Eventually you get a quest line to travel around Velen, playing the best Gwent slingers, earning you new cards for each, adjusting your meta now not just for the locals, but for factions because you’ve had enough experience by this time to know how to counter some of the different faction tricks. Keep a close combat-negating weather effect in hand for monsters. Draw out as many cards in hand from your opponent on first match and lose (on purpose) for Northern Realms. You start to learn the meta of the region.

Then you end up different regions with stronger players and your metagame has to change again; you must gather more cards for your pool to build stronger decks against these stronger players. And then you receive an invitation you’ve qualified and are invited to GO to Novigrad and participate in two different things. The first, in real life, is called Regionals. This may represent players from your state or multiple states, competing for the chance to go to a larger tournament (usually Nationals or World) to win better cash and prizes. As soon as you get to Novigrad, you must complete a Regionals, of sorts, against the Novigrad players. This is where you score some prime cards to continue building your meta (and now starting to flesh out a second and possibly third deck through different factions of your own) and eventually you can compete in what represents Nationals; or perhaps more appropriately in The Witcher 3: Wild Hunt Worlds. And let me tell you, they bring the competition, just like real life.

And Triad Gamer explains why “The Witcher 3’s Side Quests Finally Justify The Freedom Of The Open World”:

Most open world games operate on a system of dead ends; they offer the player alternative avenues to pursue but regularly lead to nothing but repetition and mediocrity. The Witcher 3 obliterates this system of monotonous expectation with its inconsistency; few side missions are ever the same and the game randomly throws in new dynamics at every turn. Unlike Ubisoft’s open world affairs the The Witcher 3 absolutely refuses to pigeon hole its side quests. While the player can choose to pursue contracts that are less narratively focused and more combat orientated, that is the only directional choice ever offered. Information is power in the open world and The Witcher 3 goes out of its way to ensure the player never knows more than absolutely necessary. Taking on a side quest really is like going on a completely new adventure, almost anything can happen.
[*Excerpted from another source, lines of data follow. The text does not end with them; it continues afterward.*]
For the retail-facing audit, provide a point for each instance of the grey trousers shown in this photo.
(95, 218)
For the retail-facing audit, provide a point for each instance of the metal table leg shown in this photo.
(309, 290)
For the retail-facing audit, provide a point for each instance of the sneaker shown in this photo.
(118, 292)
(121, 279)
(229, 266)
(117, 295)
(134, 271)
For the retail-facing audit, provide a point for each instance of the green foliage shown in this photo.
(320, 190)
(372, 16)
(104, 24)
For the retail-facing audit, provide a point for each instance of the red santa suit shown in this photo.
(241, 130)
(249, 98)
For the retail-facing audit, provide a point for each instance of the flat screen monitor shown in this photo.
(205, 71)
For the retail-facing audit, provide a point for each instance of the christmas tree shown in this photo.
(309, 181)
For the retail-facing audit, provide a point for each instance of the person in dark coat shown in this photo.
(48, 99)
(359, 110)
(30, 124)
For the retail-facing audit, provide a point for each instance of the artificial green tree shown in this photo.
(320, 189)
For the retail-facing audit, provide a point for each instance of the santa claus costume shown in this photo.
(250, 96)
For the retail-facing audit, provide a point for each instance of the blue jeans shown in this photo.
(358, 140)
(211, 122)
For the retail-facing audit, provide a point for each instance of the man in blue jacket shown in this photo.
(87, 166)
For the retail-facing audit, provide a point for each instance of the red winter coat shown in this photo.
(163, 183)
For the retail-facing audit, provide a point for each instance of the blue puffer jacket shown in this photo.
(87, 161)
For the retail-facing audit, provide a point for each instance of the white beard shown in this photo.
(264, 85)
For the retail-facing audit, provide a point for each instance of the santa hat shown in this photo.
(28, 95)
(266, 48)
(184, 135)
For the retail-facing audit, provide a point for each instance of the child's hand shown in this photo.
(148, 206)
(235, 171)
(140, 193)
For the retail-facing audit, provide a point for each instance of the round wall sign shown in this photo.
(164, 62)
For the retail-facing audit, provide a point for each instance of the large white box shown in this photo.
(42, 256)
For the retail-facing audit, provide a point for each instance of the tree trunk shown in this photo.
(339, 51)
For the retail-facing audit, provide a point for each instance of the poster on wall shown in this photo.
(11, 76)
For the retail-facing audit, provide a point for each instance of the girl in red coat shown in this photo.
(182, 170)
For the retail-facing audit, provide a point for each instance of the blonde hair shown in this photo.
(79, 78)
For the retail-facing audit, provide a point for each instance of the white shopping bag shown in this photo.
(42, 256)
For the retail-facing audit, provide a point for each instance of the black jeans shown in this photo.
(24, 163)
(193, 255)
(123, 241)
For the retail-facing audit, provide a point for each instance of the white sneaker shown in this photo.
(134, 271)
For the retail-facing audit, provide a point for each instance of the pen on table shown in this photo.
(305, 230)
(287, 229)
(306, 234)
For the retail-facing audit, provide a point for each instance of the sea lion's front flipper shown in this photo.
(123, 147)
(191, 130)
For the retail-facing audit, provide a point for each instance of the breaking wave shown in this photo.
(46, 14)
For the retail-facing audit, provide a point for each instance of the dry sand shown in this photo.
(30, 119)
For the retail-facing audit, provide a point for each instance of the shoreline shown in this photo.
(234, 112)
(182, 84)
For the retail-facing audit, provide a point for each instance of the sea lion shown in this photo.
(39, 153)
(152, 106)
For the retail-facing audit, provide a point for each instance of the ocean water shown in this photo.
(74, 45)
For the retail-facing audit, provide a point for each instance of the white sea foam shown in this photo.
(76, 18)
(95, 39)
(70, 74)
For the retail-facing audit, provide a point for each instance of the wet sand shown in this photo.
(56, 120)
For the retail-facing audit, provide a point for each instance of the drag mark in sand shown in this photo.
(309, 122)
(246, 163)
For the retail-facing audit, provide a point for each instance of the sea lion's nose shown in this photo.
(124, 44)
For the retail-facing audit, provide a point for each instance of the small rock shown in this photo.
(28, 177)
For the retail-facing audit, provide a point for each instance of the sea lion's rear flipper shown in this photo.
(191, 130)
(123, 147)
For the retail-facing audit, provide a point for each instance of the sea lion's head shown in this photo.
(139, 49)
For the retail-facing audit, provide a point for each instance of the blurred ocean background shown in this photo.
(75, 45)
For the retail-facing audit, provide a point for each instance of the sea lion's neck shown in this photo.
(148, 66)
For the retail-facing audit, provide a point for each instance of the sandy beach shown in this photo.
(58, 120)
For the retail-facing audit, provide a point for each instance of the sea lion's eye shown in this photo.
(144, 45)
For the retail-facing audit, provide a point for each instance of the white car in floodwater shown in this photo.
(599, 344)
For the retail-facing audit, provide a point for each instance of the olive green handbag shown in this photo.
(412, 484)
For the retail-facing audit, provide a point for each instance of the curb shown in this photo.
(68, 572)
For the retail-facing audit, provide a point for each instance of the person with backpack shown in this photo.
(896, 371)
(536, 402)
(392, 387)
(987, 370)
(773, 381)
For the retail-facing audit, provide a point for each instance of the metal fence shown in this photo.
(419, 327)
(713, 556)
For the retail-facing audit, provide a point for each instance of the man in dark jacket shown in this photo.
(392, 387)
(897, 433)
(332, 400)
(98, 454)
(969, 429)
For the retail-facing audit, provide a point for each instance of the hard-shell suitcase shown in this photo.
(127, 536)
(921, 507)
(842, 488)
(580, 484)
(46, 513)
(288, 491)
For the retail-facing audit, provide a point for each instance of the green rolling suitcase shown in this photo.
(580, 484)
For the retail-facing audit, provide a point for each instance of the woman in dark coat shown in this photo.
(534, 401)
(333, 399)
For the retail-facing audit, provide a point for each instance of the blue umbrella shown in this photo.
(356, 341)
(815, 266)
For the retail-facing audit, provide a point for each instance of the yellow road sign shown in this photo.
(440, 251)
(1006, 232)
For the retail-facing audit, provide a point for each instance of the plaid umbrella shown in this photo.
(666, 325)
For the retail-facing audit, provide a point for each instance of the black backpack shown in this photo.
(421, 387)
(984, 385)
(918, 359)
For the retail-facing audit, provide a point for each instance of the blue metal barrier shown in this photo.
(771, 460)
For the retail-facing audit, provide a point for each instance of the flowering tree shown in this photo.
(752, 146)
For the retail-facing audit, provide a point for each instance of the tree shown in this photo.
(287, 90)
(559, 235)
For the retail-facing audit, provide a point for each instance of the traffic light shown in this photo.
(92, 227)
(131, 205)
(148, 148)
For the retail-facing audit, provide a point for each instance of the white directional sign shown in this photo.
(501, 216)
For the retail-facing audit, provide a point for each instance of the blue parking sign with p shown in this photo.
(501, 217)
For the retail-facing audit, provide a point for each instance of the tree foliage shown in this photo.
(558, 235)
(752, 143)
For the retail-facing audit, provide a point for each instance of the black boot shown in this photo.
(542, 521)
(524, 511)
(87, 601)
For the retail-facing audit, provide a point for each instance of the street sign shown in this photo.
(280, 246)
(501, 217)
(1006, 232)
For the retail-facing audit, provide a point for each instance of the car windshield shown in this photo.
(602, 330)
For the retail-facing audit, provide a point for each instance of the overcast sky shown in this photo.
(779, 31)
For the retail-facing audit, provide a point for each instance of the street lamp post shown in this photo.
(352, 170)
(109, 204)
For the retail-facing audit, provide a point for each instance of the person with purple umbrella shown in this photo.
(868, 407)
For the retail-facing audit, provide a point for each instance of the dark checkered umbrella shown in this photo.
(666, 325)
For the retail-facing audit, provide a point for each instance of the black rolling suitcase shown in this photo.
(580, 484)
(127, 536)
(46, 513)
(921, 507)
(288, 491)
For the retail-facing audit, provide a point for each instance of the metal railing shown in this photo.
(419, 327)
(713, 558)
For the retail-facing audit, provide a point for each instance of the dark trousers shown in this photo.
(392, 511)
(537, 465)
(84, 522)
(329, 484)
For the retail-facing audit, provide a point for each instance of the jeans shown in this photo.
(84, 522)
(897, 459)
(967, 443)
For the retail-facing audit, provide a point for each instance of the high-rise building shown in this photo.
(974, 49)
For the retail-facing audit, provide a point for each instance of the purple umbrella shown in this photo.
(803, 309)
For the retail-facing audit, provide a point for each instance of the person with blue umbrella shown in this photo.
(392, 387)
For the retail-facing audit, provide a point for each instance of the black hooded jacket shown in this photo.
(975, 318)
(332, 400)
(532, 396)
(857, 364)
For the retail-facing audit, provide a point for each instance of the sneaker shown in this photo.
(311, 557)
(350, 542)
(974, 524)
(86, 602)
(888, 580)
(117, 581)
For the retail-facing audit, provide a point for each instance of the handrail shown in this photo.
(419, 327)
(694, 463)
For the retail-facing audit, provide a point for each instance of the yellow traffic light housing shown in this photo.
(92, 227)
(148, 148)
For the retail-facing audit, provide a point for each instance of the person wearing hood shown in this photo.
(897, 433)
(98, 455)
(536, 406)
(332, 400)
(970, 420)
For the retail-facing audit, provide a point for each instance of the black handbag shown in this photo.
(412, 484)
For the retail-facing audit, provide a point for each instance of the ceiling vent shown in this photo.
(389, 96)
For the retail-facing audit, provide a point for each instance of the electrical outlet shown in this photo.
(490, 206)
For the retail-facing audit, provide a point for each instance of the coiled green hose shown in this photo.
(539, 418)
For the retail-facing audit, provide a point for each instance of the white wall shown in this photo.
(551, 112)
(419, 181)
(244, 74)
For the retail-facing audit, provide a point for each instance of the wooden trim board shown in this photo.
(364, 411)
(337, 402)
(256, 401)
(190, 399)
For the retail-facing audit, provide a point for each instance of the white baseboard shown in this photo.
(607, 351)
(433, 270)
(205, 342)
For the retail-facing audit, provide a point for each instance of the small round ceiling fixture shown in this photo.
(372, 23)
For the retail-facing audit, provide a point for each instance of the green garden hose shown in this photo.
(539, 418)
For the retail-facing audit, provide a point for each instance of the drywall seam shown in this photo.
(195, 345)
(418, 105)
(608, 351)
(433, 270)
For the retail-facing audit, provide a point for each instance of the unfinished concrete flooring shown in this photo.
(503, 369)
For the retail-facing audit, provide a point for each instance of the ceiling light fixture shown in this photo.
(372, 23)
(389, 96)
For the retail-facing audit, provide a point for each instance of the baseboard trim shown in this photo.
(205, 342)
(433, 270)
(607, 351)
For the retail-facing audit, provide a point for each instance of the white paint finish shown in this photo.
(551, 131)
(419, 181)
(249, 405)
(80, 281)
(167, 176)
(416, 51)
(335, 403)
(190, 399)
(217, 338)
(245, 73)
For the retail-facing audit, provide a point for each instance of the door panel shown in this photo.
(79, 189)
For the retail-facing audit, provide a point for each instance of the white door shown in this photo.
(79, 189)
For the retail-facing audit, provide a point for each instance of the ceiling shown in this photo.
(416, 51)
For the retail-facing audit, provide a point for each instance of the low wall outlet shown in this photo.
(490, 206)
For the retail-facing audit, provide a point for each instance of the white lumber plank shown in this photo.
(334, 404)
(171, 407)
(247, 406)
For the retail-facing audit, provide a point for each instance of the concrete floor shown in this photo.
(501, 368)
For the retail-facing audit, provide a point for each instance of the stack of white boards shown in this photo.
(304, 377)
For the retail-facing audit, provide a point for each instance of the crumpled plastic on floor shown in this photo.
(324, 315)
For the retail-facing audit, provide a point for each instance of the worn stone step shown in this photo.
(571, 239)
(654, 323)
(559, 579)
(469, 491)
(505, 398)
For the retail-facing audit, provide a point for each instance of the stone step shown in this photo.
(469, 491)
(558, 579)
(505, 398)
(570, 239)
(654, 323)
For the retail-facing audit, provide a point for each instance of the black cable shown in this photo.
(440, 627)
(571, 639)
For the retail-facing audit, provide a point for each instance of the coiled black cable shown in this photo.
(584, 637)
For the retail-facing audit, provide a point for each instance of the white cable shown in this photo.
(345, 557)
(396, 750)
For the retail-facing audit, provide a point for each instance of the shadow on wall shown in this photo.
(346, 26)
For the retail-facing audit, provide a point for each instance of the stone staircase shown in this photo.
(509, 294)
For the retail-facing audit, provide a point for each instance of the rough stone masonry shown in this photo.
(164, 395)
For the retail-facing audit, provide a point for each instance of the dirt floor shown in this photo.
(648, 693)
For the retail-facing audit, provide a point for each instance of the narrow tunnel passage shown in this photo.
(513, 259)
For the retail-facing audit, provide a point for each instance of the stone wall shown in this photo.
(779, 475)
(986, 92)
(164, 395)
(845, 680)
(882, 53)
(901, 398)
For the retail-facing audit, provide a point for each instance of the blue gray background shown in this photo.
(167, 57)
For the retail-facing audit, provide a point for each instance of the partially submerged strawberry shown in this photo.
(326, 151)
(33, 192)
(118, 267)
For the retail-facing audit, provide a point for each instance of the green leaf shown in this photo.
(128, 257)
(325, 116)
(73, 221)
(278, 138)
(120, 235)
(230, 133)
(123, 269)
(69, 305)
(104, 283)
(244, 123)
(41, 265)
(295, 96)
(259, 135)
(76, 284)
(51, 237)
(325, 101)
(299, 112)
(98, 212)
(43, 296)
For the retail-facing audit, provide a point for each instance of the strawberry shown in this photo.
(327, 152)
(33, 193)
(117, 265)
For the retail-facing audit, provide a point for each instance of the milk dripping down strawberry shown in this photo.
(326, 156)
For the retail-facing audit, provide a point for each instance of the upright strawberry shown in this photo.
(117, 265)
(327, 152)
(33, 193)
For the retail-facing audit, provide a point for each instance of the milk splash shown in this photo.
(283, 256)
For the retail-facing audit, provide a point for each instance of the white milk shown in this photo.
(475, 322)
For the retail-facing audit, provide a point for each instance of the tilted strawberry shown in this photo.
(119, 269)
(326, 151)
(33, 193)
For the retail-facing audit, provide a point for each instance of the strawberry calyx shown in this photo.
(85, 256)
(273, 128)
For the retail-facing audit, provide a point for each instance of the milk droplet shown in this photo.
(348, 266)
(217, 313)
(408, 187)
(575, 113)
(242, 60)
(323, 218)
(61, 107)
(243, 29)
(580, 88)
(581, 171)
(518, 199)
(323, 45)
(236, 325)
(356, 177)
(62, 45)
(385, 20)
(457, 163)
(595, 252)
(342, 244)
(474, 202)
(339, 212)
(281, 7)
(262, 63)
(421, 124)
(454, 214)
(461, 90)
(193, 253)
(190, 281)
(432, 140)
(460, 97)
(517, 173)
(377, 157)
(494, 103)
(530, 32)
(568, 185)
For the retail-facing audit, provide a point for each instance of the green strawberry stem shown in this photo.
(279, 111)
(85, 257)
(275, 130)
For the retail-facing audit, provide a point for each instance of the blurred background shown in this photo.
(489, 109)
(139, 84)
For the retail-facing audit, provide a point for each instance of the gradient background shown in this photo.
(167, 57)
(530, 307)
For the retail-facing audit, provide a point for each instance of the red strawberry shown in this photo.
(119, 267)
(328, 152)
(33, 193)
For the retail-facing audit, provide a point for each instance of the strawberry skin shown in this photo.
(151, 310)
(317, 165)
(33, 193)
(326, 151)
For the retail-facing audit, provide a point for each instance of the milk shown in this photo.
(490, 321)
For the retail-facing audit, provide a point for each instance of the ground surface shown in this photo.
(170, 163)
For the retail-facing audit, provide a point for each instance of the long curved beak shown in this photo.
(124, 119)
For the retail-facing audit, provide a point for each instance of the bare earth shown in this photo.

While each adventure is obviously heavily scripted the game does a great job of developing mystery and the illusion of freedom. Players really have no idea as to what awaits them throughout their journey. In a game that puts such a heavy emphasis on preparation, this inability to foresee upcoming challenges forces the player to remain on guard at all times. Even an over-levelled player can quickly become overwhelmed by an enemy ill-suited to their load out and skill set. Without precedent from previous side quests to guide the player they are forced to constantly re-evaluate their tactical approach. It is this variation in side quests that enables The Witcher 3 to ascend above other open world titles and justify the carefully carved world the developers have put together.